Hypermethylation in the promoter region of tumour suppressor genes inactivates them, so transcription of the promoter regions is inhibited, and the gene is silenced.
How can oestrogen lead to breast cancer?
Post-menopause = increased risk of breast cancer due to an increased oestrogen concentration (more is produced by fat cells of the breasts).
The tumour then further increases oestrogen concentration, = increased development of the tumour. White blood cells that are drawn to the tumour increase oestrogen production further.
Oestrogen can cause tumours if the gene it is promoting transcription for is one that controls cell division and growth.
What are genome projects and generally how do they work?
Projects to determine the entire DNA base sequence of an organism.
Maps the DNA base sequences that make up the genes, then maps the genes onto individual chromosomes to find the entire genome.
Sequencing has been made possible by bioinformatics, using computers to read, store and organise biological data at a faster rate. Utilises algorithms to analyse and interpret this data.
How does DNA sequencing in genome projects work?
Uses the technique of whole-genome-shotgun (WGS) sequencing.
Researchers cut DNA into small, easily sequenced sections and use computer algorithms to align overlapping segments to assemble the whole genome.

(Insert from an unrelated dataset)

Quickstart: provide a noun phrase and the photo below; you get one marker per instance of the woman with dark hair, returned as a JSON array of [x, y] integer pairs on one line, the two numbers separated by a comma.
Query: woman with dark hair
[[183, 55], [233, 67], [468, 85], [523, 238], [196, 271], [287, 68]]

Why is genome sequencing important?
Millions of base variations associated with disease have been discovered, medical screening improvements has increased early identification and intervention, and we have established evolutionary links between species.
What is the proteome?
All the proteins produced by a given type of cell/organism at a given time under specified conditions
How difficult is sequencing the proteome of simpler organisms and why?
Relatively easy because most prokaryotes have just 1 circular piece of DNA not associated with histones, and there are no introns like in eukaryotes.
Why is knowing the proteome of prokaryotes important?
The antigens produced by pathogens can be used in vaccines, and genes from organisms that can withstand toxic/extreme environments can be used in biofuels or to clean pollutants.
How difficult is sequencing the proteome of complex organisms and why?
Much harder to to translate knowledge of the genome to the proteome, because the genome contains introns as well as genes that have a role in regulating other genes.
A problem with the human proteome project is deciding whose DNA is used for the mapping, as all individuals have different base sequences.